POST SCRIPTUM A 14H30
Le mur de l’Europe était aujourd’hui trop haut pour les ouvriers de Tuzla. La consigne de police de frontière était stricte : pas de passage de frontière sans passeport ! Très peu en avaient. L’Union européenne, c’est d’abord deux grands frères, puis les cadets, puis les enfants issus du second mariage, puis les cousins plus ou moins lointains, enfin les bâtards… Les émotions soulevées par le massacre de Srebrenica, au vu et au su de toute l’Europe, ne sont pas cotées à la bourse depuis longtemps…
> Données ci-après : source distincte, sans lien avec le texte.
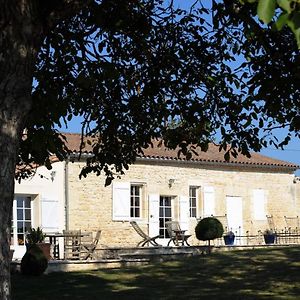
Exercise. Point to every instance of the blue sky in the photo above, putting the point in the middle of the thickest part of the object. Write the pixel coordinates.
(291, 152)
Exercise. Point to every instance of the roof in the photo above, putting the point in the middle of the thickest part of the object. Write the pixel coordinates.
(213, 155)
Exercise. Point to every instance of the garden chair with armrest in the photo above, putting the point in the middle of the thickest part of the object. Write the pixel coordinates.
(176, 234)
(146, 238)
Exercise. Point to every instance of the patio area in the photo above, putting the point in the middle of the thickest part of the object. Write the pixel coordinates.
(115, 257)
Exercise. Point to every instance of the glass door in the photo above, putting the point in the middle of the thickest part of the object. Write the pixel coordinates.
(165, 214)
(21, 222)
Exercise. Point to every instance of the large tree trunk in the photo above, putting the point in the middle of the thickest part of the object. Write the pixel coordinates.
(20, 36)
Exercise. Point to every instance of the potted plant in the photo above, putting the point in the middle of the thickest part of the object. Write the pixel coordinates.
(269, 236)
(229, 238)
(209, 229)
(37, 237)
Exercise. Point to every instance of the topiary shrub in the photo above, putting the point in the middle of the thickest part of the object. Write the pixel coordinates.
(209, 229)
(34, 261)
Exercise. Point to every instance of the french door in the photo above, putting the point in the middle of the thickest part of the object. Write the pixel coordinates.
(21, 223)
(165, 214)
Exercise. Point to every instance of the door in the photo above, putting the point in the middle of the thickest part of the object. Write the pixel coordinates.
(153, 215)
(234, 207)
(21, 223)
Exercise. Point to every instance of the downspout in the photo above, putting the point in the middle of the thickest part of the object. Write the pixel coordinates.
(66, 184)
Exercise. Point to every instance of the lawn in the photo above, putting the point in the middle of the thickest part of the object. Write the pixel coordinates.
(251, 274)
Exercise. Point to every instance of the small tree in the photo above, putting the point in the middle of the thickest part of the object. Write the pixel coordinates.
(209, 229)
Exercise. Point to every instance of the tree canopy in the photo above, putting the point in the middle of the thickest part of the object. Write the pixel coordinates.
(133, 69)
(137, 70)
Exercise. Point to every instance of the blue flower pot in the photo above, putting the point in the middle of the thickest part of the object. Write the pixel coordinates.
(229, 239)
(269, 238)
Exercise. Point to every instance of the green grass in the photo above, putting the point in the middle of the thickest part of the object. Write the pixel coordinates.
(251, 274)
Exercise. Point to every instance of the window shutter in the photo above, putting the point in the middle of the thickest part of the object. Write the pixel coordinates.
(259, 211)
(153, 214)
(184, 212)
(50, 215)
(208, 201)
(121, 201)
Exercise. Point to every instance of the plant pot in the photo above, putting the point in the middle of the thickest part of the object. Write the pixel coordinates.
(269, 238)
(45, 247)
(11, 254)
(229, 239)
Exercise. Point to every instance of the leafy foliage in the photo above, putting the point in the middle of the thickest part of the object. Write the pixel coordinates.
(289, 14)
(209, 229)
(35, 236)
(132, 68)
(34, 262)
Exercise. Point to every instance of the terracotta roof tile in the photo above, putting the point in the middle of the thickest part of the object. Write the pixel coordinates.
(213, 155)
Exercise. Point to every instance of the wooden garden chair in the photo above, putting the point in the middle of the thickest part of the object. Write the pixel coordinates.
(146, 238)
(72, 244)
(88, 245)
(176, 234)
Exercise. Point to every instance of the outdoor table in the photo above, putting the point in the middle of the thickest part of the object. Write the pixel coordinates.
(178, 236)
(53, 239)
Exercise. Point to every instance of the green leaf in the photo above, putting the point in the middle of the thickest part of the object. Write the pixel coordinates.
(285, 4)
(281, 21)
(266, 10)
(294, 24)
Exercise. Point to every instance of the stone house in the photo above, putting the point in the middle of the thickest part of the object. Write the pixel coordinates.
(158, 187)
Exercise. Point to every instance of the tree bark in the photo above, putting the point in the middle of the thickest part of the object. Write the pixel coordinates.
(20, 36)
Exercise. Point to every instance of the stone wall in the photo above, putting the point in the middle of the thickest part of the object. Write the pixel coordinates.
(90, 203)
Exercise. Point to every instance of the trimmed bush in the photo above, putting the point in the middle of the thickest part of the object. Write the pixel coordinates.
(34, 261)
(209, 229)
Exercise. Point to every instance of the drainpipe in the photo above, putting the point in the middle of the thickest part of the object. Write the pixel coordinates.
(66, 184)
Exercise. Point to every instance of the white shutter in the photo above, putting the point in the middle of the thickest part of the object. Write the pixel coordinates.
(208, 201)
(259, 210)
(184, 212)
(50, 215)
(121, 201)
(153, 214)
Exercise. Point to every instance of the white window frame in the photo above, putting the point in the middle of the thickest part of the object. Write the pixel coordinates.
(192, 198)
(14, 241)
(140, 197)
(259, 205)
(121, 200)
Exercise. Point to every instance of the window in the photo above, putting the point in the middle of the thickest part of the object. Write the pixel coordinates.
(21, 221)
(259, 203)
(165, 214)
(127, 200)
(135, 201)
(193, 201)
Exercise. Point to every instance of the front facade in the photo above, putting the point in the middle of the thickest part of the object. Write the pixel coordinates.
(156, 189)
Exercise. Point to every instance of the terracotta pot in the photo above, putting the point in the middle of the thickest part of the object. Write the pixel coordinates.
(11, 254)
(45, 247)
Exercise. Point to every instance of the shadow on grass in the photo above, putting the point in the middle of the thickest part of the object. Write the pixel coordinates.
(253, 274)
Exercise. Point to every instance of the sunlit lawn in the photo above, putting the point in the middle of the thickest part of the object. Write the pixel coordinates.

Même le climat s’est tourné contre les ouvriers : un grand froid subite, de la neige abondante… L’épuisement après trois jours de marche, où la moyenne d’âge est plus près de 50 que de 30 ans parmi les ouvriers, a rendu les femmes incapables de se tenir debout. Une centaine des plus résistants a piétiné devant le poste de frontière devant les policiers impassibles, pendant plusieurs heures, le néant européen devant, le néant bosniaque derrière…
Le maire de Tuzla, élu par les voix ouvrières, est content de rendre le service après-vente : trois bus sont dépêchés à Orasje dès 10 heures de matin. A 13h30 ils sont partis vers Tuzla. Au retour, un hôpital entier est réquisitionné pour accueillir les marcheurs à bout de force, car l’Etat bosniaque se soucie de la santé de ses administrés, même quand il ne leur donne rien à manger. Il y aura des boissons chaudes et des fameuses boulettes de kebabs. Six taxis sont même engagés pour ramener chacun chez lui ! Hier on n’avait pas de quoi payer le bus, aujourd’hui on a le droit à un taxi pour rentrer ! Miracle !
Mais le miracle ne trompe que ceux qui veulent bien y croire. Edina ALICIC, présidente du syndicat d’Aida, avale son amertume : « Celui qui n’a pas vécu cela ne peut pas comprendre. Cela nous restera en mémoire pour la vie. Et ce n’est pas fini, on ne nous arrêtera pas ».
Pour le retour, à ce moment même, une masse énorme de citoyens se dirige vers le lieu de rendez-vous : bâtiment du gouvernement cantonal. Tout le monde a en mémoire ce bâtiment mis à feu en février dernier. Hasan, qui voulait aller jusqu’au bout, mais ne voulait pas aller en ordre dispersé, dit qu’ils vont se diriger immédiatement vers ce bâtiment, « pour voir si l’on ne l’a pas rénové pendant cinq jours de notre absence. Sinon, peut-être pourrions-nous l’arranger et remettre dans son état primitif, afin de pouvoir l’admirer ». Si les travaux ne commencent pas ce soir, le jour J n’est pas loin.